Green Matter: Plastics drive automotive weight loss

At the annual international VDI “Plastics in Automotive Engineering” conference held in Mannheim, Germany this week, it was very clear that the role played by plastics in this industry has not only undergone a fundamental change over the past several years, but that it will continue to gain significance in the years to come. 

The theme generating the most discussion was that of weight; or rather, how to get rid of it. A huge amount of carmakers’ time, money and effort goes into figuring out how to do so safely, and in a way that will not affect performance, function and enjoyment of the driving experience.

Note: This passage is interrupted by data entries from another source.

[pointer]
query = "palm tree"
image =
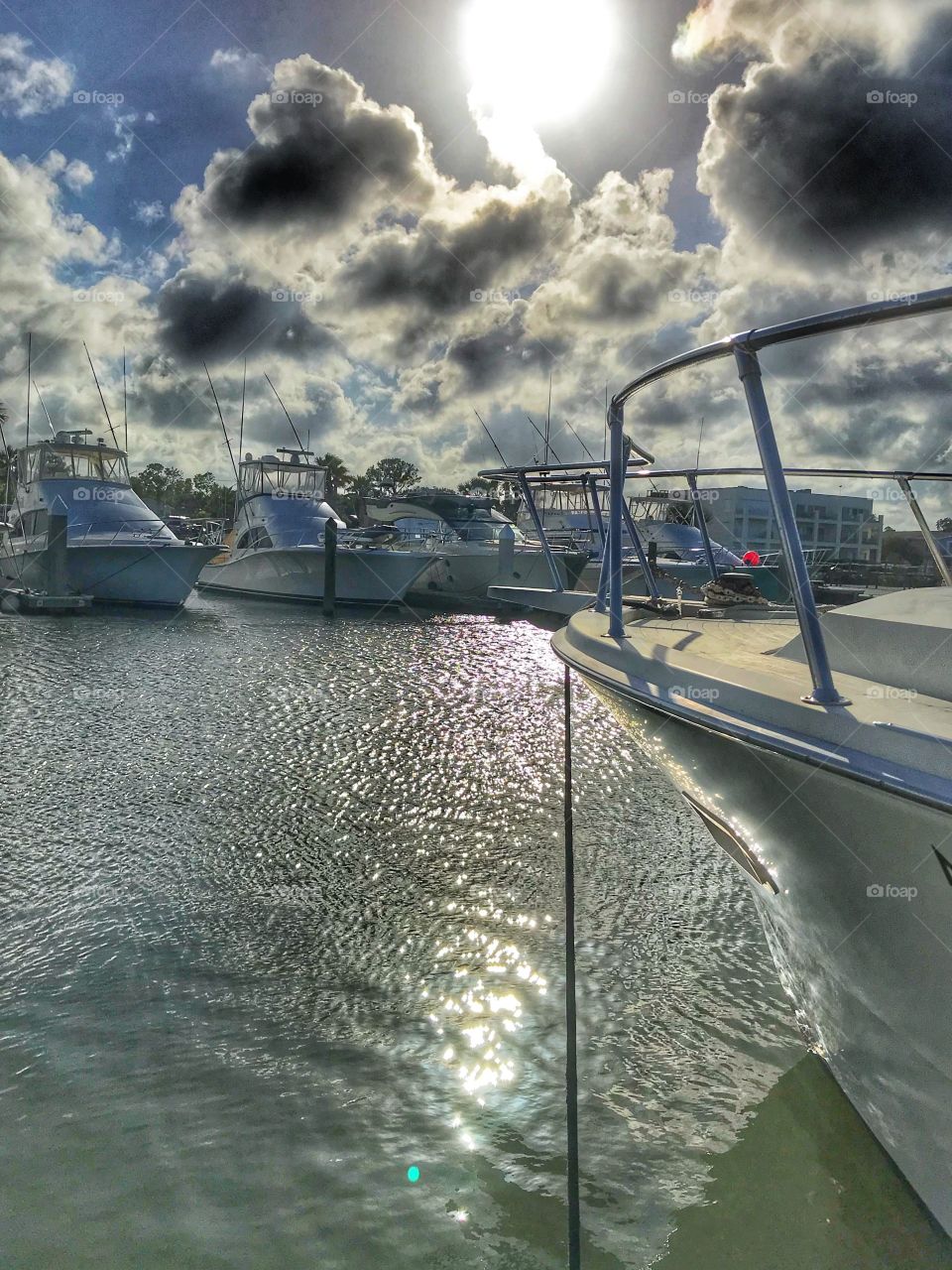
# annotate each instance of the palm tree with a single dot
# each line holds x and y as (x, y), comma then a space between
(336, 471)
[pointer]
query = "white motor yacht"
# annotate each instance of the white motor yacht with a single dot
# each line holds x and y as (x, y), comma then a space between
(816, 747)
(472, 547)
(277, 552)
(117, 550)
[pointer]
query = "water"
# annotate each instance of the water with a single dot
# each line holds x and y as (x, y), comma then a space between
(281, 921)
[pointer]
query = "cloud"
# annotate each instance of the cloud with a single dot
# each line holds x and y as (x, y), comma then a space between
(221, 318)
(238, 64)
(150, 213)
(31, 85)
(322, 151)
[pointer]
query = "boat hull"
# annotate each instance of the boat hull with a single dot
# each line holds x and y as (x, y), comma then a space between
(860, 926)
(467, 575)
(155, 575)
(298, 572)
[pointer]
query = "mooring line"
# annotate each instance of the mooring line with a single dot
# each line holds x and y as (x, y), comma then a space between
(571, 1066)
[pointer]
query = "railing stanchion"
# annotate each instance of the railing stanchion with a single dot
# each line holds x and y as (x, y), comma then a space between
(824, 689)
(616, 502)
(702, 525)
(537, 521)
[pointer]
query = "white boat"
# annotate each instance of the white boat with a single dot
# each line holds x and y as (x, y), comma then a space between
(117, 549)
(472, 547)
(276, 549)
(816, 747)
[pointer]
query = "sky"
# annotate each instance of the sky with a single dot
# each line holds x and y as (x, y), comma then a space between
(404, 211)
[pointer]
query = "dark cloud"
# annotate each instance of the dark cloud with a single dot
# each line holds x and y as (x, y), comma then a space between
(207, 318)
(321, 150)
(443, 267)
(507, 348)
(829, 157)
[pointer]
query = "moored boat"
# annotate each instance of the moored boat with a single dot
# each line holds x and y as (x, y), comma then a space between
(816, 747)
(117, 549)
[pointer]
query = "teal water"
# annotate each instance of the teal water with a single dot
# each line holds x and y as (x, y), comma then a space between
(281, 921)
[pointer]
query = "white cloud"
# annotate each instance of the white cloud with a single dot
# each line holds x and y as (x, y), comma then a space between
(31, 85)
(150, 213)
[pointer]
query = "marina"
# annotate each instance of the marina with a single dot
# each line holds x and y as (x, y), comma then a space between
(476, 635)
(226, 1034)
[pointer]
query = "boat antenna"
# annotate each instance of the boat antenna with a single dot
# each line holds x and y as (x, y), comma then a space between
(548, 417)
(241, 441)
(17, 485)
(30, 375)
(580, 441)
(490, 437)
(105, 408)
(221, 417)
(543, 437)
(298, 436)
(45, 409)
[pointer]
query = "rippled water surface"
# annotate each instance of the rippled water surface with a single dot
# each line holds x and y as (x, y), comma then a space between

 You might say that in cars, less is more: less weight means a lower fuel consumption and better longitudinal dynamics, lighter wheels mean better acceleration due to the reduction of rotational mass, easier braking and cornering capabilities. Less weight means a smaller engine and lower CO2 emission levels—not unimportant, as EU legislation requires that by 2015, CO2 emissions from all new cars registered in the EU should not exceed 130g/km. The target will be gradually phased in: in 2012 65% of each manufacturer's newly registered cars must comply, rising to 75% in 2013, 80% in 2014 and 100% by 2015. Manufacturers whose fleet average exceeds the limit from 2012 will have to pay a penalty for each car registered. 

Low weight is, moreover, essential in electric vehicles, now and in the future, to maximize the range and speed achieved on a single battery charge.

Across the board, carmakers agree that plastics—in the interior, the exterior, under the hood, or used in lightweight structural components—were the key to building the cleaner, leaner cars of the future. Manufacturers of plastics materials could not agree more. 

BASF Sr. VP Engineering Plastics Europe, Dr. Willy Hoven-Nievelstein, argued that materials producers played a guiding role in the growing use of plastics in the auto industry.  “We offer solutions,” he said. “We need to, as otherwise, carmakers would never stop thinking in metal.”

BASF sees multi-material systems—composites—as the way forward. At the VDI conference, the company was showing off the seat pan developed for the new Opel Astra OPC, which for the first time was produced from a thermoplastic laminate with continuous (glass) fiber reinforcement (organo sheet), using two different grades of Ultramid. The seat pan is 45% lighter than its predecessor. End-of-life issues surrounding the use of glass-fiber reinforced materials are not seen as a problem by the company, who feels that the benefits of using multi-material systems far outweigh any recycling concerns, and strongly advocates the use of thermal recycling.

Lenzing, an Austrian-based manufacturer of manmade cellulosic fibers is also betting on composites. Offering consistent mechanical properties, Tencel FCP fibers are made from dissolved cellulose pulp, and are a mere 10 microns in diameter. Special milling and surface treatment allow a far more even dispersion of these than is normally achieved with natural-fiber reinforcements, and make processing on large machines possible. Tencel-reinforced PP offers properties—higher tensile strength, good impact-energy absorption—that look extremely promising for automotive applications. At Volkswagen, for example, the potential of natural fibers is recognized but because of the often very narrow processing window and less than stable quality, other fillers are more frequently chosen. This remains an area for opportunity for manufacturers of natural-fiber composite materials.

Even Audi Technology Networking’s Heinrich Timm, designer of the famed aluminum “space frame,” which, in its time, yielded a 40% weight reduction compared to the steel used until then, sees the potential offered by fiber-reinforced plastics for lightweight construction that is also economically feasible. Composites can provide integrated solutions, precisely tailored to the function of the component. He is especially enthusiastic about carbon-reinforced polymer materials, which he called a “valuable addition to the portfolio of lightweight materials.” Development of a technology enabling the economic manufacture of parts in CRP in large series, i.e. much shorter cycle times and a 90% reduction in processing costs compared to 2010 levels is, however, a prerequisite.

Besides composites, foams and polycarbonate were also named as major weight-savers. Calling it a “transparent breakthrough”, Gerard Liraut of Renault explained that polycarbonate offers a lower mass density than glass, less complexity and reduced costs due to part integration, better insulation properties in sun roofs, thereby helping to avoid the “sizzling head effect,” truly spectacular design freedom, scratch resistance and a better LCA than glass (21% reduction in CO2; 23% reduction in energy). According to Sabic, who has worked closely with Renault to advance this technology, the material can be employed, "wherever you need performance.”  

I came away from the VDI conference feeling that the heroic efforts of the automobile industry in this area, whether made under pressure of customer demand or legislation, are wholly to be applauded. One thought, however, continued to niggle at my mind: what about the drivers? In view of today’s escalating global epidemic of obesity, might the increasing number of excessively heavy humans in cars not work to cancel out the positive effects of the efforts of the car industry?

Unfortunately, that’s not a problem plastics can fix.